Thursday, October 22, 2020

September 1939: Phony War

After the German invasion of Poland, on 1 September 1939, the Allies did nothing. Britain and France both declared war on Germany on 3 September, but did not conduct any offensive operations on the Western Front. British and French forces, including aircraft, remained on their side of the frontier and did not meaningfully engage Germany until the German invasion of France and the Low Countries in May 1940.

Poland had made two assumptions going into the Second World War: that Poland could beat Germany and that France and Britain would invade Germany to capture the Rhineland, thus ending the war. Both of these assumptions proved incorrect. As Polish forces were outmaneuvered by German tanks and under fire from German airplanes, it was clear that defeat could only be avoided by British and French intervention. At this point, the Siegfried Line was still weak and Hitler’s invasion plans left it stripped of defenders, so any Allied offensive would have succeeded.
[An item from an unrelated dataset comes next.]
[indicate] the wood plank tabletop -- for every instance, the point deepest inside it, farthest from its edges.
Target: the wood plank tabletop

Neither Britain, France, nor Germany actually wanted to fight the war as it existed. Britain and France had both sought to avoid war with Germany and Chamberlain had believed his threats regarding Poland would be enough to deter war. But now Britain and France were committed to war. For his part, Hitler didn’t want to be at war with Britain and avoided attacks on Britain in hopes that they would end hostilities, allowing him to fight a war against France alone. Additionally, with the ongoing war in Poland, Germany was not in a position to attack Britain or France.

The British and French response was conditioned by their overestimation of German military strength. Britain and France believed that any war with Germany was likely to be on a scale of the First World War. This had a profound impact on their strategic thinking, as both Britain and France expected a prolonged war, lasting years, in which Poland was not a significant player. Britain and France thus based their strategy on the experience of the First World War. Believing that Germany had a massive military, they believed that any Allied offense would be doomed. Accordingly, the correct response was defensive. British and French troops should hold defensive positions and resist German attack while Britain and France completed their own rearmament programs, gathered additional allies, imposed a blockade on Germany, and raised massive armies from their colonies. Only once they were rearmed, had more allies, and had raised a huge army would the Allies attack Germany.
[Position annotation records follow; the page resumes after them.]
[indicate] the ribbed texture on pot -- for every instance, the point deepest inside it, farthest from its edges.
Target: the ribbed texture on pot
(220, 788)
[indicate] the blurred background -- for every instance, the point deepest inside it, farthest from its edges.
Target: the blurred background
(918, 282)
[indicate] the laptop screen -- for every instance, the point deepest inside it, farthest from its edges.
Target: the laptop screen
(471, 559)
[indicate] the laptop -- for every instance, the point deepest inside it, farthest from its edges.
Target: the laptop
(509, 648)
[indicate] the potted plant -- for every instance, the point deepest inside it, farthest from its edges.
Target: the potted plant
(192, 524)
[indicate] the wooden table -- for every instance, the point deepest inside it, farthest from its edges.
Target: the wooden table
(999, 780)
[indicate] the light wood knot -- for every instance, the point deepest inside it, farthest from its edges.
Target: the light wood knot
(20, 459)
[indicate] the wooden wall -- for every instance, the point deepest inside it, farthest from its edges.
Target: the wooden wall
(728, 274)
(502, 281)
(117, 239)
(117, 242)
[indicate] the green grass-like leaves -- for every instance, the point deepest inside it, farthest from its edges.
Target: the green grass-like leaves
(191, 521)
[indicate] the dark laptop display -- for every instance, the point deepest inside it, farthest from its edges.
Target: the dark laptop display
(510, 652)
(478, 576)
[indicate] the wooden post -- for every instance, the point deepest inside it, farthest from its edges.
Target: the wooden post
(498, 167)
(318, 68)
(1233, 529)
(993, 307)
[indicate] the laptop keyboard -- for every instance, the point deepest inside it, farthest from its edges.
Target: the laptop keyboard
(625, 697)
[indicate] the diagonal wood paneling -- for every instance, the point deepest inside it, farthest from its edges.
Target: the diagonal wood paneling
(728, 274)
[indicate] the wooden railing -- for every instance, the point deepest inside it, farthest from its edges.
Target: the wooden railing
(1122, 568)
Fear of the German air force was particularly strong and had the most basis in fact since, although still weaker than the combined French and British air fleets in 1939, the Luftwaffe was the most advanced, experienced, and relatively largest branch of the German military. Britain and France believed that Germany had a capability to destroy their cities and industrial bases through air bombing. They did not bomb Germany factories or towns out of a fear that this would trigger retaliation that the Allies would be unable to defend against and that would cripple their war efforts.
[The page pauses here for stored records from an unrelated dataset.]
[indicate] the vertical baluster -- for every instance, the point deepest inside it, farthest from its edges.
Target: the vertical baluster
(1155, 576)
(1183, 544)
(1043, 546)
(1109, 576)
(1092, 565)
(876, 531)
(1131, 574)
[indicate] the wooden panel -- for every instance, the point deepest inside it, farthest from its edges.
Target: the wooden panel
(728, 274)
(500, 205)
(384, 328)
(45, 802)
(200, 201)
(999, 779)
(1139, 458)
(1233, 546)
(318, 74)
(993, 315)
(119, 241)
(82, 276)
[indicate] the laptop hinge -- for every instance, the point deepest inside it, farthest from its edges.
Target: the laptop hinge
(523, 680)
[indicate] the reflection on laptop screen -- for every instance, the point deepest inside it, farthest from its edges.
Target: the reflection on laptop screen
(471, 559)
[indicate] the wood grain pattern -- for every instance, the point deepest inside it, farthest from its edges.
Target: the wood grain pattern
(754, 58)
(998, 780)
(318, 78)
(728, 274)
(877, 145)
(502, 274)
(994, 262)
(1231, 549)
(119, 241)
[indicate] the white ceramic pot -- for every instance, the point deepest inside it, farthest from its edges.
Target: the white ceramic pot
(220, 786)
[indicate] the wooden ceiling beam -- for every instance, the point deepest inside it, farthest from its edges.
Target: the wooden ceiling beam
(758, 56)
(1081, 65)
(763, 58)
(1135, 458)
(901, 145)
As a result of their inaction, Poland was defeated by Germany. If the Allies had attacked during the war with Poland, they almost certainly would have destroyed German defenses along the Rhine and ended the war. Instead, when Britain and France did fight Germany in May 1940, they fought an army that had undivided focus and had finished looting Polish armories. The German army in 1940 was significantly stronger than it had been in 1939, having an additional 9 months of rearmament and the equipment stores of the largest army in eastern Europe.